The real time programs at Chickamauga concluded on Friday. As at so many of the sesquicentennial events the last few years, the programs started in the early hours of the day:
Even early, a sizable crowd gathered to hear the program:
Makes you wonder… is it the notion of “being there” 150 years later? The quality of programming? Or a little of both?
I have not seen official numbers, but from appearances the attendance was on par with that seen at Chancellorsville this spring:
Lots of familiar faces among the attendees. Folks I’ve shared a lot of sesqui moments with (but alas, I could not attend this one):
I’ve heard from several that the ranger programs were outstanding by all measure.
Some wrote after Gettysburg that the sesquicentennial was going to slack off, maybe finish with a little flair at Appomattox. The gatherings over the the last week at Chickamauga say otherwise.

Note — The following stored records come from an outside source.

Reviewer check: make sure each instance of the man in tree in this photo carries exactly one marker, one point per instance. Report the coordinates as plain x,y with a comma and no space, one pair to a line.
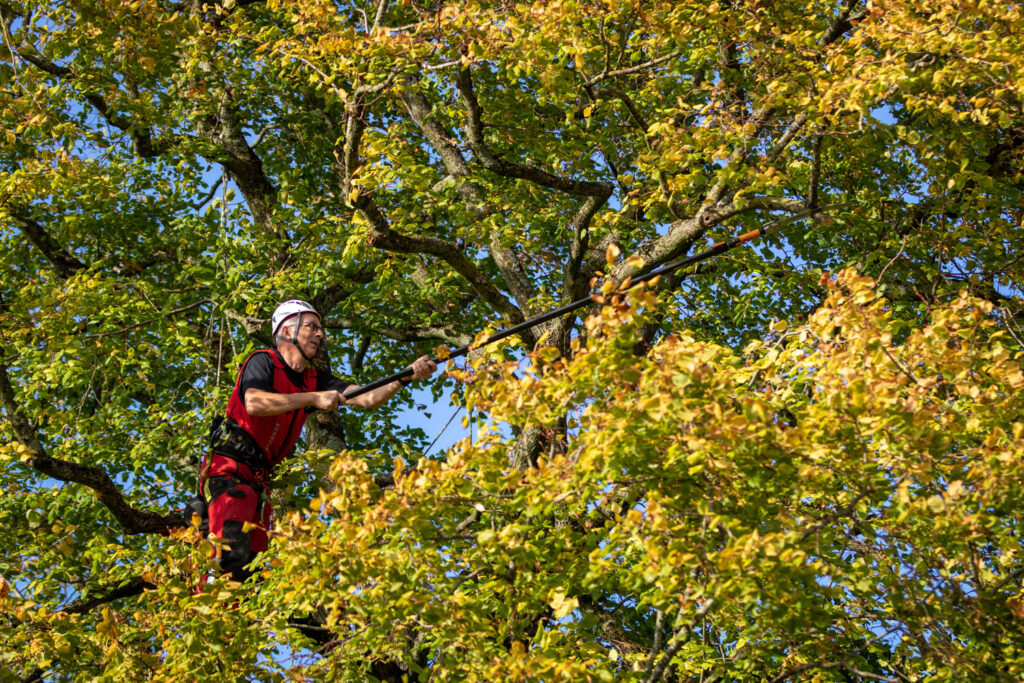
274,391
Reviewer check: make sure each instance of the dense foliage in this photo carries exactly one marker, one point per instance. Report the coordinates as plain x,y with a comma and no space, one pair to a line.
751,470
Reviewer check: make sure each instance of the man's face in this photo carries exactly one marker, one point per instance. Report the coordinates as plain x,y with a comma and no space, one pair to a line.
309,335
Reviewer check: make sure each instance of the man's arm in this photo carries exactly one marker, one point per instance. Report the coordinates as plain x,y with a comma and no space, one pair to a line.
422,369
260,403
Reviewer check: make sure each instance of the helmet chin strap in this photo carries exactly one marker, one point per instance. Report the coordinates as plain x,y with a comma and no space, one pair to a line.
294,341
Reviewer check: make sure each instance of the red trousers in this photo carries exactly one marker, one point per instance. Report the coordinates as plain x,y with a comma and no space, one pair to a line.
236,499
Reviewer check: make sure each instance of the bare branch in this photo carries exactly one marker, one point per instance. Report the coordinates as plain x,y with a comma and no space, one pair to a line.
65,264
474,129
132,587
632,70
132,520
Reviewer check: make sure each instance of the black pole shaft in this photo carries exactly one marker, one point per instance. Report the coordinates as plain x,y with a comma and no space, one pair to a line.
561,310
714,251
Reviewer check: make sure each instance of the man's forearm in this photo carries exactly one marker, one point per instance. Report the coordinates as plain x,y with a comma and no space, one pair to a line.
261,403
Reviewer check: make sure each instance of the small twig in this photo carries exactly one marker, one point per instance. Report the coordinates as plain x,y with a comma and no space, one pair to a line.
146,322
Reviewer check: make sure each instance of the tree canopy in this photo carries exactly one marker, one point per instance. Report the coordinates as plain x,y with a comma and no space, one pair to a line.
800,460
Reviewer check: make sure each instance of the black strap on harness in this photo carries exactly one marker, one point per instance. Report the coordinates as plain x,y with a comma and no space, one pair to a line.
228,438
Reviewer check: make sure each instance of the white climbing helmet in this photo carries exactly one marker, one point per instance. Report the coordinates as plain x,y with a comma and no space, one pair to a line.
287,310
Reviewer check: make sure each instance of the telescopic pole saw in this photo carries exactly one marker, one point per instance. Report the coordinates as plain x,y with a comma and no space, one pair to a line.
712,252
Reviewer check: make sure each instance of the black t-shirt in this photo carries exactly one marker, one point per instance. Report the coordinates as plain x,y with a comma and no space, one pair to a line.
258,374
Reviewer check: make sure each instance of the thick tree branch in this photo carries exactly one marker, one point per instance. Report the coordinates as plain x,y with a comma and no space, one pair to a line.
842,24
65,264
133,587
385,238
636,69
382,237
474,130
445,333
132,520
506,259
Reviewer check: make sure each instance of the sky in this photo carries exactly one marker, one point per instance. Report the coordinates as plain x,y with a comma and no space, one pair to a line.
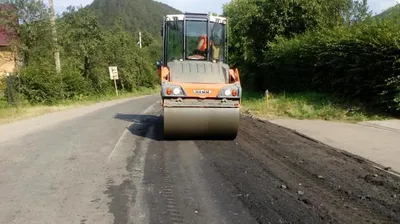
377,6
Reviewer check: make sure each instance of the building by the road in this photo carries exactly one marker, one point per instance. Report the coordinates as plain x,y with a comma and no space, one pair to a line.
8,25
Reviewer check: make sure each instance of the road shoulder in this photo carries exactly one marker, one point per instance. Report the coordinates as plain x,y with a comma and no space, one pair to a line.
376,143
29,125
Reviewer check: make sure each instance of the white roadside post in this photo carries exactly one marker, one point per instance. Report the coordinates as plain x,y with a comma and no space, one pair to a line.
114,76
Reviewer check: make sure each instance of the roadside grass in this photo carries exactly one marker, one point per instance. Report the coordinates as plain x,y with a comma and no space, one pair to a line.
25,110
310,106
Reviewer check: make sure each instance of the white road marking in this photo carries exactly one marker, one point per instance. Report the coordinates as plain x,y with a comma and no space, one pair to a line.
126,131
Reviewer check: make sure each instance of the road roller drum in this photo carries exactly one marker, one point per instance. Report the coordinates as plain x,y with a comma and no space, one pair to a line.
201,123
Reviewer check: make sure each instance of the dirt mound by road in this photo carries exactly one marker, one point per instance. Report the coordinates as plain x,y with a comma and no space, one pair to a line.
282,177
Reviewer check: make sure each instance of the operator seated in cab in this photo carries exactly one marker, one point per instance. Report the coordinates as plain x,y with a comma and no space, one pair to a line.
201,51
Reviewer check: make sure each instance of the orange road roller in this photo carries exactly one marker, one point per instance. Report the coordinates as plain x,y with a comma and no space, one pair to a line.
201,94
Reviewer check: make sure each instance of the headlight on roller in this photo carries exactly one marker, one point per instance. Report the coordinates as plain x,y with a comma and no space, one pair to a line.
177,91
228,92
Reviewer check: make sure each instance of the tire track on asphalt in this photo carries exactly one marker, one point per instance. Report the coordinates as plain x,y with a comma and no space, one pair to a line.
128,199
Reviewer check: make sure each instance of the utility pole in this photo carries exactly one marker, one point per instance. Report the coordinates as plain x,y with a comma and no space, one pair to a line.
140,40
54,32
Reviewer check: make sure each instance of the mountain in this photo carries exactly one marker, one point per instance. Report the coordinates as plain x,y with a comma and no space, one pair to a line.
145,15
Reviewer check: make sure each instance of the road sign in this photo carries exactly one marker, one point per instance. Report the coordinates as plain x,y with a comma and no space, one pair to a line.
113,72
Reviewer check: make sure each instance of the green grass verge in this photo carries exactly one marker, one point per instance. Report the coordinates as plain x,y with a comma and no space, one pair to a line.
24,110
309,106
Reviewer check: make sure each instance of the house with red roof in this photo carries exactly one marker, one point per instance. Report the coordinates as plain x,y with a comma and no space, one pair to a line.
8,26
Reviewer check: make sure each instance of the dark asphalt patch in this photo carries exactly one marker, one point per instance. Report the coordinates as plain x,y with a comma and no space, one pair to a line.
322,185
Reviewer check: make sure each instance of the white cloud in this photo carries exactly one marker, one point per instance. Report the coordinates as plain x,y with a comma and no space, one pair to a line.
377,6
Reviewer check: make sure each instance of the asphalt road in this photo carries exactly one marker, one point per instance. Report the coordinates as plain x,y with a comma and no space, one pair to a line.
111,165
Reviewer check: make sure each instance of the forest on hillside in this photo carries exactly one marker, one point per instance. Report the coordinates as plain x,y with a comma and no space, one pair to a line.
328,46
88,46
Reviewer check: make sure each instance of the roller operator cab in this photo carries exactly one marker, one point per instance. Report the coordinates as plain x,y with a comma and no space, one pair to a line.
201,94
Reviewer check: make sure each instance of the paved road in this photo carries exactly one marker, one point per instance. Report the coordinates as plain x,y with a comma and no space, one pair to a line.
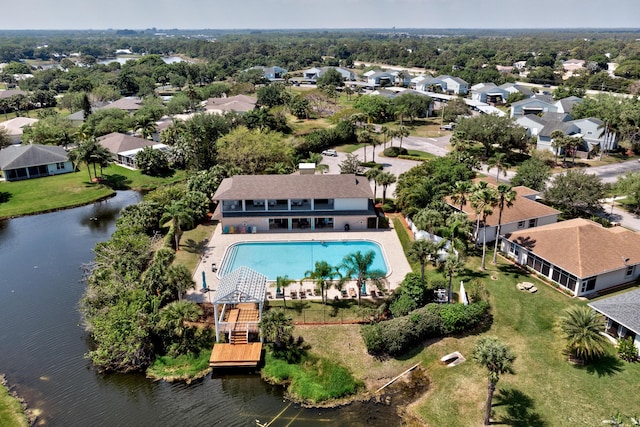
610,173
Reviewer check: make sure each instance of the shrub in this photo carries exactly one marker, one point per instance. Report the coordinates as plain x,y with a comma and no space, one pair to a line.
396,336
395,151
403,305
627,350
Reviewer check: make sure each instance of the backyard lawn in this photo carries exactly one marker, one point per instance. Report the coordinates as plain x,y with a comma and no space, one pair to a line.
545,390
72,189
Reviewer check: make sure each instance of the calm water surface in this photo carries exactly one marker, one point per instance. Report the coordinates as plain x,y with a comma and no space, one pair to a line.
42,345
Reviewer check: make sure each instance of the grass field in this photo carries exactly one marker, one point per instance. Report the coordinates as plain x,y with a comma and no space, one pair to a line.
545,391
72,189
11,413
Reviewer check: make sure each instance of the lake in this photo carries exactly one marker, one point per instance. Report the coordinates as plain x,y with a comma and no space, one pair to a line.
42,343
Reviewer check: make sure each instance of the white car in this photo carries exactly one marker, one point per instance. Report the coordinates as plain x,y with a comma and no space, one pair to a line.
332,153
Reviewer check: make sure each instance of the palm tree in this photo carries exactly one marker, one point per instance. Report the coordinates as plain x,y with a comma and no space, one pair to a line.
171,323
460,191
384,130
580,326
179,279
557,141
358,264
281,283
483,201
451,265
276,326
506,197
178,213
428,219
372,175
321,275
402,132
385,179
494,355
423,251
499,161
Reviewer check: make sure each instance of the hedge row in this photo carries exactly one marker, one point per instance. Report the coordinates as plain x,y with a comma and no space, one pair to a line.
397,336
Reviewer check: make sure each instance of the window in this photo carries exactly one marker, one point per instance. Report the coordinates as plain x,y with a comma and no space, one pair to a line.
588,284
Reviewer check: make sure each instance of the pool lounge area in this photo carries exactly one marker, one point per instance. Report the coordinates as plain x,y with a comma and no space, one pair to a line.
397,264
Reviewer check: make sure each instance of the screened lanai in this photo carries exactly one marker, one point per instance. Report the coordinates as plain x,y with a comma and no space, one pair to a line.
235,301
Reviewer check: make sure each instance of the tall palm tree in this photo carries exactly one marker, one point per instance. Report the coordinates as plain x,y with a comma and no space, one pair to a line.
461,190
171,323
321,275
423,251
372,175
281,283
276,326
484,200
451,265
428,219
498,359
506,197
580,326
499,161
402,132
357,264
179,215
179,279
557,142
385,179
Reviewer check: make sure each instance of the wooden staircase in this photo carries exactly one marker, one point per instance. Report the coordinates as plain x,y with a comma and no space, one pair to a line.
239,337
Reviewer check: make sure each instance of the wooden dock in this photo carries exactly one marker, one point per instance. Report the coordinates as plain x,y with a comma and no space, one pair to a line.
236,355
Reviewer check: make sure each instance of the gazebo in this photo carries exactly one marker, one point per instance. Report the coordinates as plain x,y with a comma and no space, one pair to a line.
238,292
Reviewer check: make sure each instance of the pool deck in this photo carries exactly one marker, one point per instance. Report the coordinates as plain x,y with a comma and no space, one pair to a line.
218,243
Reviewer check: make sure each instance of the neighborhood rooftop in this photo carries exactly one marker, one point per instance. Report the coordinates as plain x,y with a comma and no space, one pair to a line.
263,187
581,247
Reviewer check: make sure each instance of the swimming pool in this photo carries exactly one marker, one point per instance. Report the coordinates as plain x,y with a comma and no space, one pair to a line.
294,258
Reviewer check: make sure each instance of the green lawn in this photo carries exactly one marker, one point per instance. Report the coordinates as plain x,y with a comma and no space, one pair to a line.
545,391
72,189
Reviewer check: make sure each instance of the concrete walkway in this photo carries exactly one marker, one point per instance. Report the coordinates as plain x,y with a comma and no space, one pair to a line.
218,244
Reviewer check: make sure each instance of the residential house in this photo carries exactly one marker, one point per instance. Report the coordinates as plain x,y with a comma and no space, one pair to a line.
580,256
130,105
124,147
238,104
622,313
532,123
258,203
489,93
531,106
516,88
565,105
15,126
313,74
273,74
454,85
19,162
381,78
524,213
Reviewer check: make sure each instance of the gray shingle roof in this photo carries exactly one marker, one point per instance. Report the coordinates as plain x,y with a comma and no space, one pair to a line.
623,309
250,187
24,156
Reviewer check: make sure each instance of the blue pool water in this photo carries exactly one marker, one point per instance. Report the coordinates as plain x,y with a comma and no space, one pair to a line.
293,259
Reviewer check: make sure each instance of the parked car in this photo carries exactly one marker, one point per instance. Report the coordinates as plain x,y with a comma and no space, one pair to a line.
332,153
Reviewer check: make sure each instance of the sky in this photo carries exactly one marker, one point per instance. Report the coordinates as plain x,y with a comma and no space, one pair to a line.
300,14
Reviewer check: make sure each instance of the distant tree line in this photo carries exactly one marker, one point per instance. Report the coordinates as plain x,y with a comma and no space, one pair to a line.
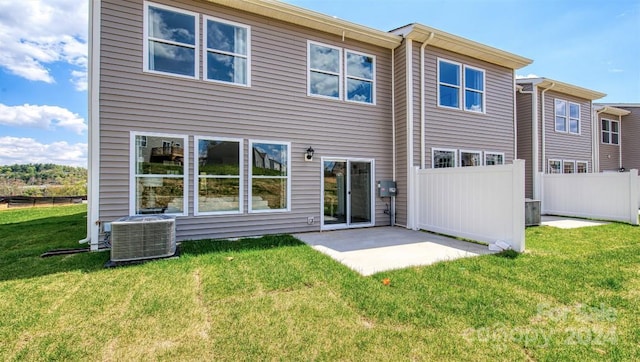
42,179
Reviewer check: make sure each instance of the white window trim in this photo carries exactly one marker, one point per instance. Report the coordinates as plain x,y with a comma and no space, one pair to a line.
347,77
569,118
453,150
459,87
586,163
132,170
482,92
610,132
340,74
250,175
573,162
549,166
206,49
196,175
487,153
479,153
145,40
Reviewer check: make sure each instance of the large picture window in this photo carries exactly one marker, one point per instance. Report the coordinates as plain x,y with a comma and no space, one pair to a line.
170,40
158,174
360,77
610,132
269,176
218,171
227,51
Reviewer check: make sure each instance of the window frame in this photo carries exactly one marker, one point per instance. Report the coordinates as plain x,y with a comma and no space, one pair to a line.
146,39
197,177
133,175
251,177
453,151
340,74
460,87
609,132
479,153
492,153
347,77
482,92
206,50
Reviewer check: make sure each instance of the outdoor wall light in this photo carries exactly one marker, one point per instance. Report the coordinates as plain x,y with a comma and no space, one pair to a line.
308,156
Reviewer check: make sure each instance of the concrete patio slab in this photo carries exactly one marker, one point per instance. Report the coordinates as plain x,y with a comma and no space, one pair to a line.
569,223
372,250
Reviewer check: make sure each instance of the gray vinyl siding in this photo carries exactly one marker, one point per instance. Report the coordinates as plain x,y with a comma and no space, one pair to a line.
401,133
458,129
524,115
276,108
609,155
631,138
566,146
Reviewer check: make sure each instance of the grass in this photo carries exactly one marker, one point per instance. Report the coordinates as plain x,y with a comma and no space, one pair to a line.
573,296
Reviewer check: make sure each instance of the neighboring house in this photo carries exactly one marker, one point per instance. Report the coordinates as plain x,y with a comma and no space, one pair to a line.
619,145
455,105
231,94
555,129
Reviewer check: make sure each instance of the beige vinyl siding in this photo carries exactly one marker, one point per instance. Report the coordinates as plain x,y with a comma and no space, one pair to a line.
524,115
276,107
566,146
631,138
401,133
609,155
458,129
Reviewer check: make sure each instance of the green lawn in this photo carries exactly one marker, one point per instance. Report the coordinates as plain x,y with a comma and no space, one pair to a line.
575,295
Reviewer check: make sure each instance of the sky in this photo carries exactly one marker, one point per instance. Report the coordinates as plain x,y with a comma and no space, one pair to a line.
594,44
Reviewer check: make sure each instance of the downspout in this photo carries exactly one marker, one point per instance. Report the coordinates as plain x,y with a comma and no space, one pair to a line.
422,101
544,139
93,162
535,141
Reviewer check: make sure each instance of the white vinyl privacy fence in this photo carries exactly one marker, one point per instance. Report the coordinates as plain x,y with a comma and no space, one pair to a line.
607,196
478,203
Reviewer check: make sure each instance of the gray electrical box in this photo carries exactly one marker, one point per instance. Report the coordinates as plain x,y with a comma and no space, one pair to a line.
387,189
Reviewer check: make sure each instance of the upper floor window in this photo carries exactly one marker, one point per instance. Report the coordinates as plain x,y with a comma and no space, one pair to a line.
170,40
610,132
360,77
325,73
567,116
227,51
451,78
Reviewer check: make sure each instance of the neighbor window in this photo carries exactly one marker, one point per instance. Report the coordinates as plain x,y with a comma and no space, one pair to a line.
158,174
360,77
269,176
568,166
227,51
555,166
470,158
567,116
582,166
170,40
610,132
493,158
443,158
473,89
218,170
448,84
325,70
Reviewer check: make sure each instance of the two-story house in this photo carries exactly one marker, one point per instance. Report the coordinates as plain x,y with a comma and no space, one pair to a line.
555,130
258,117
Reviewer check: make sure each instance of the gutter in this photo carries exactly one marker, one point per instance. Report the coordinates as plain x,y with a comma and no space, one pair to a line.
422,101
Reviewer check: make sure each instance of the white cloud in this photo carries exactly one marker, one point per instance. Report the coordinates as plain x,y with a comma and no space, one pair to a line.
27,150
45,117
520,76
37,33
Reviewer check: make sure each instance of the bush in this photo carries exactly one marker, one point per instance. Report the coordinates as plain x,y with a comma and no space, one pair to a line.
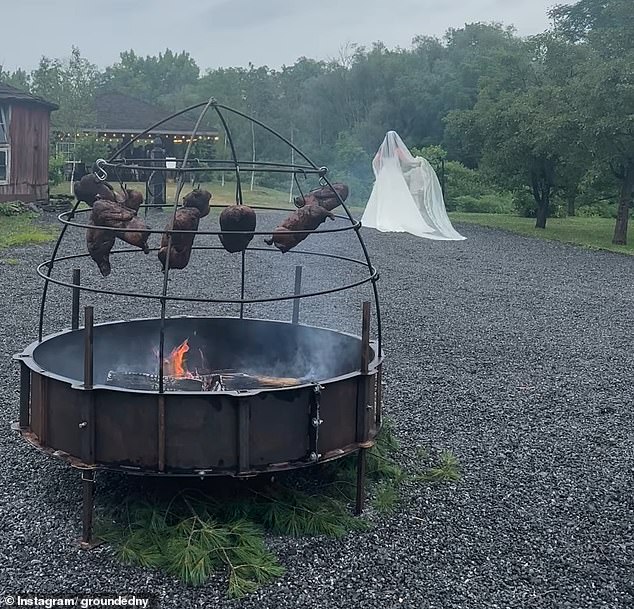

One of Friday’s activities included a re-dedication of the Memorial for Brigadier-General William Lytle, the “poet warrior” of the Civil War:
Well before the 100th anniversary, the cannon balls from the memorial started disappearing. Some due to vandalism, but some due to maintenance staff drawing upon this remote monument to provide spares for the more visible monuments. Good to see it restored.
Lytle is not as well known today as he was in the Civil War era. The memorial was placed at a time when veterans of the war were directly shaping the battlefield by placing memorials, monuments, and tablets to show future generations what they had done and the importance of places on the field. Ranger Chris Young brought that home in one of his presentations, captured by the social media team:
Next time someone nay-sayer to preservation says something about taking down the memorials to restore the battlefield, “if you are really serious about preservation,” then show them this video.
An outstanding 150th observance from Chickamauga, from what I see. Just wish I had been there in person to see it!